Why The Ace Family's YouTube Blunder Is So Hard To Watch
Catherine Paiz began her recent day-in-the-life YouTube video on The Ace Family channel promising to be as “genuine, as raw, as real as possible.” Then she edited out a controversial, now-viral moment. In a clip that made the rounds on TikTok, Paiz and her husband, former college basketball star Austin McBroom, get into a brief argument in which McBroom can be heard swearing in front of his three young children.
The McBrooms—Paiz, McBroom, and their three children Elle, Alaia and Steel—are the kind of beautiful family whose channel has over 19 million subscribers on YouTube. They post aspirational vlogs with all-caps, clickbaity titles like “THIS IS THE END” (it wasn’t). Their large California home, successful juice brand, home chef, and nanny reflect a picture-perfect life. But the recent editing mistake proves that even their “genuine” moments are curated.

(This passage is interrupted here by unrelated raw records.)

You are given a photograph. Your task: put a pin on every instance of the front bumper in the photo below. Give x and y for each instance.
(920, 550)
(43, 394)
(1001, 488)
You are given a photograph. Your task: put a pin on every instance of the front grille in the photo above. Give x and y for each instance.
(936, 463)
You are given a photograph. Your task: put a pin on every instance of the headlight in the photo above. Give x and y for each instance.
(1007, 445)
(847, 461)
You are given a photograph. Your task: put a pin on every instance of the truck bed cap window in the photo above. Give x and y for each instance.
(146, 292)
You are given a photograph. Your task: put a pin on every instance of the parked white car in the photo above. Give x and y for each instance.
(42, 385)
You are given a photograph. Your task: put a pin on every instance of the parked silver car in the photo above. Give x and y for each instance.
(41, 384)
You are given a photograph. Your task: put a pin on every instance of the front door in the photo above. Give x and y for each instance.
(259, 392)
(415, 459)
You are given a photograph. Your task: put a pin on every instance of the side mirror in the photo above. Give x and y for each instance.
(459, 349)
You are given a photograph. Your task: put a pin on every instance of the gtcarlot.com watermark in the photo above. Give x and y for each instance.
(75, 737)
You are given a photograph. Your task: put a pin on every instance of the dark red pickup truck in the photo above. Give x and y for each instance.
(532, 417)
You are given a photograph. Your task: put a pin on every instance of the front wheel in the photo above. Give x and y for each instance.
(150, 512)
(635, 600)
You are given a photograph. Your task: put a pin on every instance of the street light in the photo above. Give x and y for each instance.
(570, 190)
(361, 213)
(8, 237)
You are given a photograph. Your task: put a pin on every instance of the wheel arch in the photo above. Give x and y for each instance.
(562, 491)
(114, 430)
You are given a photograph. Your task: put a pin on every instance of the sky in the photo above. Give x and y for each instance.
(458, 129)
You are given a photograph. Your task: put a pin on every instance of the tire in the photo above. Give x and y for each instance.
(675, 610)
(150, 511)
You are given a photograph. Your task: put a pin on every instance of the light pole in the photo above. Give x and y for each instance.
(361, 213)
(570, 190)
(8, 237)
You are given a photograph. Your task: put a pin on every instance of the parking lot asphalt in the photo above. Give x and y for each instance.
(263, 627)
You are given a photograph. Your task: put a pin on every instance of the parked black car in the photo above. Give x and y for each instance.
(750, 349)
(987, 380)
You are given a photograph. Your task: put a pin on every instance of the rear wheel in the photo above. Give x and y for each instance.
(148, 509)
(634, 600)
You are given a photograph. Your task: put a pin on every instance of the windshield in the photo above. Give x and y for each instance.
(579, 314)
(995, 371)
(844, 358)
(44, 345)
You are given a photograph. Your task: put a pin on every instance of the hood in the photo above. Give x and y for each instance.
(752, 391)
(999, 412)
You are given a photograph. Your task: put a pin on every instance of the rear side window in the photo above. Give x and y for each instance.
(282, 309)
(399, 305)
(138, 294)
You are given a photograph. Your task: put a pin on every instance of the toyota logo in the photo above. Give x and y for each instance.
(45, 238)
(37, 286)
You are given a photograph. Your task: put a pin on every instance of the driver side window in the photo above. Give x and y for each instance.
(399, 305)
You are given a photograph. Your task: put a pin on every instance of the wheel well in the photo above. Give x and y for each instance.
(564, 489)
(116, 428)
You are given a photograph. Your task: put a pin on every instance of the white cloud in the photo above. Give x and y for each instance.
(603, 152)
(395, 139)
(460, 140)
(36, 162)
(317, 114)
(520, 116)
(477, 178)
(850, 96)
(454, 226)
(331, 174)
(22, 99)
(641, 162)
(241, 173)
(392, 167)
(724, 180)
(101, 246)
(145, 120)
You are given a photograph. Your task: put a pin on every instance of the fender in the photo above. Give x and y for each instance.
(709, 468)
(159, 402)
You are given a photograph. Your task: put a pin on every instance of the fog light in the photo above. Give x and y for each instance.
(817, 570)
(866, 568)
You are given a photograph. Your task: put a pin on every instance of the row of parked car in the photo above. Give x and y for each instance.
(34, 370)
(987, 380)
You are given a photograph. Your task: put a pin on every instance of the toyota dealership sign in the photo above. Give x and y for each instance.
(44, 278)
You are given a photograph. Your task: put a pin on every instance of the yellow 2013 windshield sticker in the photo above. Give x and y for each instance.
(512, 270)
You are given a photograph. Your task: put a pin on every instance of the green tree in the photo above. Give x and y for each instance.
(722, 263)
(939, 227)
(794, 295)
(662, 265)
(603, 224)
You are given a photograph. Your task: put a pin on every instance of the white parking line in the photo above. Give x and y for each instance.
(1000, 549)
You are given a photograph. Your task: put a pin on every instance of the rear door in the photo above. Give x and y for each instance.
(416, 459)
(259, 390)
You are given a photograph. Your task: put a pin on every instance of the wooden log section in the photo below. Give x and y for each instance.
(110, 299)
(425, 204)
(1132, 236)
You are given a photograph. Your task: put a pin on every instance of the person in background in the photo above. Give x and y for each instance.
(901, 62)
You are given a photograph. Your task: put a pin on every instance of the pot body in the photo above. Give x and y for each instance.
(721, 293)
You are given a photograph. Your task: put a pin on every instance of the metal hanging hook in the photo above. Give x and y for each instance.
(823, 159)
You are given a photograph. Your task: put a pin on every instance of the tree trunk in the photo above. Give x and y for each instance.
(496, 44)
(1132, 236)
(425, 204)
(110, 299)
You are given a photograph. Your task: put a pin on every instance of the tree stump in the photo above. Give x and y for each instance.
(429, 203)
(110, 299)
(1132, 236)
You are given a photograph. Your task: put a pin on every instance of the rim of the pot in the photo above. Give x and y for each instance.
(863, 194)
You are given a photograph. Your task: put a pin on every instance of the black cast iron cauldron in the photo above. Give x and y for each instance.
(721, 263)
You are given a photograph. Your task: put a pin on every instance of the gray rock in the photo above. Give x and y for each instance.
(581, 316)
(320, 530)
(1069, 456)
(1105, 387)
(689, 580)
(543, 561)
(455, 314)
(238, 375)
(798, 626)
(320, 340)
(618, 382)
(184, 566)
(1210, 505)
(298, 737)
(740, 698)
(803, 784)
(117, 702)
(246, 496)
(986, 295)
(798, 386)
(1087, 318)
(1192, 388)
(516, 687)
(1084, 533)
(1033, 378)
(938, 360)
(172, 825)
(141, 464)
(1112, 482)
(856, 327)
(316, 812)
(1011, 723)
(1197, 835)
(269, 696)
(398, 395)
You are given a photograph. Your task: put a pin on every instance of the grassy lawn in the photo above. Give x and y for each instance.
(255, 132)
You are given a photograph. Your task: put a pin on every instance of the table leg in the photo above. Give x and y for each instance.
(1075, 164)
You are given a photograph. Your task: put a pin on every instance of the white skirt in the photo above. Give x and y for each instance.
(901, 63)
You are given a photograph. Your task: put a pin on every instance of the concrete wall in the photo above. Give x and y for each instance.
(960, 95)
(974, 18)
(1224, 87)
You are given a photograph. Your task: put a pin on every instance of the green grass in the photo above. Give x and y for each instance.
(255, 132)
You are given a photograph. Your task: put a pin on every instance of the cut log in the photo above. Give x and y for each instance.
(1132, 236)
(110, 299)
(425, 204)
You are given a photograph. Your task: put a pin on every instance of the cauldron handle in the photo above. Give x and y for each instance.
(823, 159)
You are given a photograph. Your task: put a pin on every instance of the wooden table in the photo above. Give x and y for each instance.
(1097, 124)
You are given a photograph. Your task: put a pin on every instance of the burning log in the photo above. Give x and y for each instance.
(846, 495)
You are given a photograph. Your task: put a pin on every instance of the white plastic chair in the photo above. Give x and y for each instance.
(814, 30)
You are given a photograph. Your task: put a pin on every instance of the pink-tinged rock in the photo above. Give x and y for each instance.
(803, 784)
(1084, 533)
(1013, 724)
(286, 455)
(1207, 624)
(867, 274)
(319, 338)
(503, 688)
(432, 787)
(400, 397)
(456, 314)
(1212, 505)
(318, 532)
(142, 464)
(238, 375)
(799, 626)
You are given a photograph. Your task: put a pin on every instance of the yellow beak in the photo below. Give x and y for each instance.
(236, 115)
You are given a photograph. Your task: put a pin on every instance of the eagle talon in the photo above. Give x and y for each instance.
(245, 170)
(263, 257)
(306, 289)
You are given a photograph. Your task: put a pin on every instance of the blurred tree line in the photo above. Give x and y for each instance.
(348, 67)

Its sad that they try and act like they have no flaws, I love catherine and the babies but Austin just aint it. #acefamily♬ original sound - Ariana Ortiz
“My hair looks fucked up,” McBroom says after Paiz sighs and lowers the camera in the now-deleted clip. “I would not film like this. So just go.” They then re-film the intro that’s seen in the video, their faces going from exasperated back to happy family in time it takes to snap a rubber band.
It was an illicit, unauthorized glimpse into a behind-the-scenes moment that stands in total opposition to the image they project. Lavish gifts and playful pranks usually dominate their online persona, and while the argument no longer appears in the vlog, those aware of the initial clip are privy to the fact that the all-smiles version of the introduction is a second attempt at portraying their day-in-the-life in a more favorable light.
Viewers have even gone as far as to accuse McBroom of being abusive and claim Paiz is unhappy in the relationship. There’s no way to know any of that from just a 10 second clip, but this accidental reveal is a symptom of influencers who curate and monetize their daily lives. For normal people, life is full of these small missteps that go undocumented. If I have a bad day at work, I can close my laptop and recharge with my friends and family. But when your friends and family are your work, as is the case for Paiz, a bad day has much more emotional consequences.
Paiz attempted to say as much when she addressed the controversy on Twitter.
I hope you guys enjoyed todays video super chill vibes, something different! And yes Austin and I get frustrated with each other sometimes it’s called marriage😩I wish ppl would stop expecting ppl to have a “Perfect” life it’s just not realistic!🙏love u bebe @AustinMcbroom lolll— Catherine McBroom (@CatherinePaiz) October 16, 2020
But seeing how the sausage is made has prompted viewers to wonder what else in the vlog isn’t exactly genuine. It’s something influencers often say—that we’re just getting a small glimpse into only the good parts of their lives. Some have to see it to believe it, but what they saw can’t be unseen—even if it gets edited out.